Recent figures from the Australian Bureau of Statistics show that around 41,000 Australians joined the workforce in July. The good news, however, stops there. Figures also show that despite the surprising growth in employment, the unemployment rate remained firmly stuck at 5.2%, making it more likely for the Reserve Bank of Australia to cut the official rates again.
The unemployment rate is a crucial indicator that helps the central bank make its monetary policy decisions. Currently, it is targeting a 4.5% joblessness rate to see wages growing properly again. This is in the assumption that it would put more money in the pockets of Australians, increase spending, boost consumer prices, and eventually help get the economy up and running again.

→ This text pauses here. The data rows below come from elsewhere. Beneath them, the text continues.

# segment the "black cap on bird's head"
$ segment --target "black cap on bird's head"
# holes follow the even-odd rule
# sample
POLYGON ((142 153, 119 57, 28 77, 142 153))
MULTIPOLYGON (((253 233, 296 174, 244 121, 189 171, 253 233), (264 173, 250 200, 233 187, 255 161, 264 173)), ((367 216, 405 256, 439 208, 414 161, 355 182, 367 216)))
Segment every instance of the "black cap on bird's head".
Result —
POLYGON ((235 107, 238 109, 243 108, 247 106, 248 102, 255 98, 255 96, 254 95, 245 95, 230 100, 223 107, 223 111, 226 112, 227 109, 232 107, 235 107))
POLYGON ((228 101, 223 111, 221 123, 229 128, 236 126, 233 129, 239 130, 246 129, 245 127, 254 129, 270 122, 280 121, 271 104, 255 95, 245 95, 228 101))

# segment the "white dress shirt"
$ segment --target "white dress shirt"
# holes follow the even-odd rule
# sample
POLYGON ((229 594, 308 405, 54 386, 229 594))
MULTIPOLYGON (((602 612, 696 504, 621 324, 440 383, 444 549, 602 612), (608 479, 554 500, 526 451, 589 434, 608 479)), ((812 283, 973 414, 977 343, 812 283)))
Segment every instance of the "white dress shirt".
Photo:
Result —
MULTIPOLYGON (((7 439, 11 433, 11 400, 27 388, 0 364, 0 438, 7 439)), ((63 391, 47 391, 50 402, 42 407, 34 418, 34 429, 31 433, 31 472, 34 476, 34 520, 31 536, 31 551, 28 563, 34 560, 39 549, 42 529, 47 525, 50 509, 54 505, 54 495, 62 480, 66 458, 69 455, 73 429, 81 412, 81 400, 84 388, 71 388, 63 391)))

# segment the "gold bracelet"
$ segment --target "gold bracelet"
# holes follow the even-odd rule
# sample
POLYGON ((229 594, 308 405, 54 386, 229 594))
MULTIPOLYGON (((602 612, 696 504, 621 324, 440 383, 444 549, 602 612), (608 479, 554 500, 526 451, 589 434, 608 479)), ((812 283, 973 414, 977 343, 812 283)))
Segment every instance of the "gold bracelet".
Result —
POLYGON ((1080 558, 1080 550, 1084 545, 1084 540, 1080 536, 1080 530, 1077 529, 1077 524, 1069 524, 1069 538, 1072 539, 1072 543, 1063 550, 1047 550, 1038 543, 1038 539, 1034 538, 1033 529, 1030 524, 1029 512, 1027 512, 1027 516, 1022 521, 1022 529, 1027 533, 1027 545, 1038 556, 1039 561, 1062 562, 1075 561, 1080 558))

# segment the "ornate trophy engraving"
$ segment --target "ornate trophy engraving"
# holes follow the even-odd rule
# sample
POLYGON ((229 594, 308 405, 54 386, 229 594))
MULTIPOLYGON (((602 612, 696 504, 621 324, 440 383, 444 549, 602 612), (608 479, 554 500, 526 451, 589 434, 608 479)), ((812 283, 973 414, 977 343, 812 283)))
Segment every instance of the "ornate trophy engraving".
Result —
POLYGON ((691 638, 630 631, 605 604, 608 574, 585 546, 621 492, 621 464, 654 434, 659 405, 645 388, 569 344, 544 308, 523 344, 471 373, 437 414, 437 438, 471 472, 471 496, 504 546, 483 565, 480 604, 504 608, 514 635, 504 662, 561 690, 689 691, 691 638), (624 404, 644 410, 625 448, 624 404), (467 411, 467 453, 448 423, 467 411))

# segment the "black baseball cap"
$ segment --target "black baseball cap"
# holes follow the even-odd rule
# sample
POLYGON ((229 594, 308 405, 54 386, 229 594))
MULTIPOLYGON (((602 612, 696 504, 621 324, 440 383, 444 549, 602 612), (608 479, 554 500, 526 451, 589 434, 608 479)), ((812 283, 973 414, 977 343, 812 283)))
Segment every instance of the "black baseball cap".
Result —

“At the very least, we can conclude that rising unemployment is negative for wages and inflation and justifies the Reserve Bank’s decision to cut rates. As for their next move: markets have almost fully priced in a cut at the RBA’s October board meeting, with another cut likely by February,” Callam Pickering, an economist at Indeed, told Business Insider.
Also read: RBA still on track to make further rate cuts
The reason behind the steady unemployment amid the strong employment figures is the increasing population and rising labour participation.
“Normally, the employment growth we have experienced over the past two years would have led to a sizable decline in the unemployment rate. These are not normal times,” Pickering said.
Should the unemployment rate and underutilisation rate continue to drift higher, Pickering said stronger wage growth is unlikely in the foreseeable future.
However, even the future growth in employment is uncertain.
“Other measures of the labour market, such as job vacancies and advertisements, suggest that employment growth may slow over the next six months,” he said.